Trajeto de Atar a Marrakech

Trajeto de Marrakech a Casa Blanca



-MARRAKECH-
AIR BASE FEL 1515 TIME HERE G.M.T. -PLUS 1 HOUR. U.S.A.A.F.-
É a maior base até aqui. Vê-se o sÓlo forrado de aeroplanos de guerra. Zona de guerra- prisioneiros italianos. Tem tudo bem delineado, conforto e alguma vegetação. É posseção francêsa. Só tomei agua chlorada gelada; as outras tomaram toddy. Nesta base, Willian Do Sorrison, mandou lembranças para: George Martins Bolivar (si o encontrar?!). Subimos ás 18hs,45’.  


Trajeto de Marrakech a Casa Blanca


-CASABLANCA-
Chegámos em Casablanca ás 21hs,50’. -Teatro de guerra. O aeroporto repleto de aviões. É pena que não se pode ver nada- “black-aut”. Trocámos 10 dollares por francos, mas não pudemos comprar nada. Jantámos na própria Cantina- Retiramos bagagem: perdi um cadeado. Fômos de onibus militar para o Atlantic Hotel, situado em Bowlevard de La Gare nº.
Ocupei o quarto nº. 11 (onze), do 2º. andar. Pobre de mim, pensei que soubesse alguma cousa do francês, pois assim me garantiram e, quando chegou a hora de falar ao empregado árabe, para levar minha bagagem, ao quarto, não saiu uma só palavra! Salva-me com a mímica. Infelizmente não demoraremos em Casablanca para conhecê-la; só por algumas horas. Temos que partir ainda esta noite. Nos preparamos. Bertha, Sílvia e eu, resolvemos dar uma volta, assim mesmo no escuro. _Bela cidade, porém toda ocupada por militares. O pessoal do cinema é conduzido por caminhões; só com os faróis dêstes, conseguíamos ver alguma vitrina: bolsas–roupas de lã ou tricô- muitas facas- árabes dormindo pelas calçadas- Belas residências. A Avenida “Boulevard Du 4º Zowaves” é linda, arborizada com interessantes palmeiras: belas mesquitas e minaretes.

INFORMAÇÕES ADICIONAIS: 


O manuscrito original do autointitulado “Diário de Guerra” - nome que a própria autora (Altamira) dá ao seu diário, encontra-se sob a guarda permanente do “Centro de Documentação da II Guerra Mundial Cap.
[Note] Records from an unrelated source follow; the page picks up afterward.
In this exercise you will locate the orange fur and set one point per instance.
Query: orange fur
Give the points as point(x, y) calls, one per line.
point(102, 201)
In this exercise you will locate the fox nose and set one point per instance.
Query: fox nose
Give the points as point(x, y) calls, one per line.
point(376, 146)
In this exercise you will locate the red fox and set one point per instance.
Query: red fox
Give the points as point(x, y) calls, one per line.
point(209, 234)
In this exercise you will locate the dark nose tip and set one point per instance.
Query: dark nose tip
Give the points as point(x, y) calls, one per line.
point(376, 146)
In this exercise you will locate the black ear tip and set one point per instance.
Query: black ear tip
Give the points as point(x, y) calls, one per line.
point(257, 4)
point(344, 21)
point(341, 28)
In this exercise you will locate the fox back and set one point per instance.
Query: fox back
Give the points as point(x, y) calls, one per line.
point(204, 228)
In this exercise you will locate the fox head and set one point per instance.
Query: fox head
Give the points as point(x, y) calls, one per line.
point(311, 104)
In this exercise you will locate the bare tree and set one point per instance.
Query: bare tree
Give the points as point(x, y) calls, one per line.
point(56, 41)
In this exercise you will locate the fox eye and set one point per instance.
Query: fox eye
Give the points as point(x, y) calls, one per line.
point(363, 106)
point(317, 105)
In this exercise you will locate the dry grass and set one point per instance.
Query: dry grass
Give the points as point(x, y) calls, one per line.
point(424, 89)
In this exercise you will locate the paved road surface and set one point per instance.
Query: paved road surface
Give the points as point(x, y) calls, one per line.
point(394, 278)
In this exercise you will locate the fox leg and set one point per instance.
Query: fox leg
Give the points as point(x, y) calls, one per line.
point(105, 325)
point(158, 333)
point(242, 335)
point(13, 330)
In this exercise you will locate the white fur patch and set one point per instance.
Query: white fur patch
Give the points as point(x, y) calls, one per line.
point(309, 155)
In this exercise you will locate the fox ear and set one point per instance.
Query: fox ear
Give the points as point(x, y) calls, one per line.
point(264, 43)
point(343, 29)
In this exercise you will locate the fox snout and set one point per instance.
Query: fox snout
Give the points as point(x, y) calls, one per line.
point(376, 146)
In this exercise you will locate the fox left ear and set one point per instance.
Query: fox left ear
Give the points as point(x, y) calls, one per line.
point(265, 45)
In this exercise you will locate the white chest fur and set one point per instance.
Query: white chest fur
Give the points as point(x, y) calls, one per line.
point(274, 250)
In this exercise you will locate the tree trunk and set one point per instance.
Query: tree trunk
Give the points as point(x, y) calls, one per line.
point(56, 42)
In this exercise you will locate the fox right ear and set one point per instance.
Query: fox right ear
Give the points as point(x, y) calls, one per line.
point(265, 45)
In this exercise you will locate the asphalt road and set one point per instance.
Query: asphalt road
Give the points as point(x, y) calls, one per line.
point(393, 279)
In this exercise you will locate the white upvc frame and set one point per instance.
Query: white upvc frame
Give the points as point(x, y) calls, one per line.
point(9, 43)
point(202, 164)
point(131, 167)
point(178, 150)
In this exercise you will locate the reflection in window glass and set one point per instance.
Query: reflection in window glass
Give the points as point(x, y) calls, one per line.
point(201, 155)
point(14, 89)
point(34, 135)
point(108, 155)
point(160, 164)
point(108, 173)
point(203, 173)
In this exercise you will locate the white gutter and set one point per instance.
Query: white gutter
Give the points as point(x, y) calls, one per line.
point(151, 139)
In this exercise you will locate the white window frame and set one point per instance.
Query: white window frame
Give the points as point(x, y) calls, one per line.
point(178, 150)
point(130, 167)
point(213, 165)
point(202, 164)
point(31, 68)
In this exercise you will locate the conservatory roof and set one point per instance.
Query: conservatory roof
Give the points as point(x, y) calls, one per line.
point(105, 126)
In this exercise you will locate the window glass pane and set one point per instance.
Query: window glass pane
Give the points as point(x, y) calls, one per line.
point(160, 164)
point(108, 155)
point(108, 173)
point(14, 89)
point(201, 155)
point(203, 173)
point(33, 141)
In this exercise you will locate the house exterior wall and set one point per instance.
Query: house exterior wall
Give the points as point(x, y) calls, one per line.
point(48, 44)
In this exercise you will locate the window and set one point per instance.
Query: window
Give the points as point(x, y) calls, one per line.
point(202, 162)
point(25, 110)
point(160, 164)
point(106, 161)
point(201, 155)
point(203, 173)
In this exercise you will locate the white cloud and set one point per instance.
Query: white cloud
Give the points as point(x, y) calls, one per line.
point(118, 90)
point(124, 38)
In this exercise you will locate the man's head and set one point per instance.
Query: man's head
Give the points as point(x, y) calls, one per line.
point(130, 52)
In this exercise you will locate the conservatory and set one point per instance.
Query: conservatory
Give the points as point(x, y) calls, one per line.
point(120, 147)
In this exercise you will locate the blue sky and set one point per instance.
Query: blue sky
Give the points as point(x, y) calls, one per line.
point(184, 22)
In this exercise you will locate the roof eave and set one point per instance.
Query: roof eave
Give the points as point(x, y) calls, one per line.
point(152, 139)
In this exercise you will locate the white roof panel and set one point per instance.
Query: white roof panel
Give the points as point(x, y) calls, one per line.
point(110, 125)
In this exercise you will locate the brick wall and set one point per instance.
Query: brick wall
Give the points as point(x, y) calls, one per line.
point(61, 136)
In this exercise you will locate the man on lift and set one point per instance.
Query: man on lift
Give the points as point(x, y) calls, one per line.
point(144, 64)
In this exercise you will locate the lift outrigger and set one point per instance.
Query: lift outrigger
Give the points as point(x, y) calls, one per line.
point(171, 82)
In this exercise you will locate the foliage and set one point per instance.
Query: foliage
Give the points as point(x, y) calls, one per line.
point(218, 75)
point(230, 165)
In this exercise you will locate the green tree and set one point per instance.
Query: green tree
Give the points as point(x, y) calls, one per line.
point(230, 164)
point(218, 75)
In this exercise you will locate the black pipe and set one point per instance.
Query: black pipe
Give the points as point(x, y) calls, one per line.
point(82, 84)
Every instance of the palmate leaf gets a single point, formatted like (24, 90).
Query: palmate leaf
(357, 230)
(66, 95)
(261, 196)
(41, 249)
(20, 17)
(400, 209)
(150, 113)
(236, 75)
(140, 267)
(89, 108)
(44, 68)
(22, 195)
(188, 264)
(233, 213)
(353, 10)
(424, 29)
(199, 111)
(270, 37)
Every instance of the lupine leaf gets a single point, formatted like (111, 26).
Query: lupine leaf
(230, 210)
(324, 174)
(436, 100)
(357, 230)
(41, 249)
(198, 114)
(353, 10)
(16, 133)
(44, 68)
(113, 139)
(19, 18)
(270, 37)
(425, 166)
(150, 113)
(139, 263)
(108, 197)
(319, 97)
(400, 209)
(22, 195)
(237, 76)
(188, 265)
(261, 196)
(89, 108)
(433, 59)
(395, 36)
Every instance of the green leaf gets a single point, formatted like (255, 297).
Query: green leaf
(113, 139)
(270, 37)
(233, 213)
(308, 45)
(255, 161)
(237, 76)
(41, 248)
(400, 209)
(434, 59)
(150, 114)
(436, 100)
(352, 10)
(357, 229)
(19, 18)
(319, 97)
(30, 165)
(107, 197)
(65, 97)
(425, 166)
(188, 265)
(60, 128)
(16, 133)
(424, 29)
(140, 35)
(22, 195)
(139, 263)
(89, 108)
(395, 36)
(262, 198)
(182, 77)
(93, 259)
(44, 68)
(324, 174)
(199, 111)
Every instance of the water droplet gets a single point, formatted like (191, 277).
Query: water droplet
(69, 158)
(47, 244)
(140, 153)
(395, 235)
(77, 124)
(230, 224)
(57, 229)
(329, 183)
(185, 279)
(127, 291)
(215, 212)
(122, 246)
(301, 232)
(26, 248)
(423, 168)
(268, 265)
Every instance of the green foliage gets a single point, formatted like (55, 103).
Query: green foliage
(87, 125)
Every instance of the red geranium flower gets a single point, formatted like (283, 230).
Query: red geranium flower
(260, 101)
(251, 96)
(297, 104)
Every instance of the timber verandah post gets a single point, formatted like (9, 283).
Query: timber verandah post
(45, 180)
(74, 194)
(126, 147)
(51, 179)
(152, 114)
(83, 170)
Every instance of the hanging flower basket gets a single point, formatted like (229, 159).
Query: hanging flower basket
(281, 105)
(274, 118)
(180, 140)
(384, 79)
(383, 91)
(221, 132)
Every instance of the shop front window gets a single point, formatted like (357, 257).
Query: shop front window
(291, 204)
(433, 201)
Enf. da FEB Altamira Pereira Valadares” e possui dois volumes de encadernação simples. O primeiro compreende o período de [28/08/1944 com excertos desde o dia 04/08/1944 a 28/04/1945] e o segundo volume, de 29/04/1945 a 22/08/1945. Além dos dois volumes manuscritos,  Altamira datilografou o que ela chamou de livro com a sugestão do título ”Febianas”, numa releitura pessoal entre os anos de 1961 a 1970. Foi nesse livro datilografado que a autora inseriu fotos, cartas, desenhos, etc. já com desejo de publicação de seus relatos. Vale ressaltar que entre os diários manuscritos e o livro datilografado há supressão ou acréscimo de impressões e relatos.

Nota do Centro de Documentação: O texto datilografado por Altamira foi transcrito com a atualização da ortografia, mantendo a integridade das palavras e pontuações, mesmo quando aparentemente foram utilizadas de forma equivocada pela autora.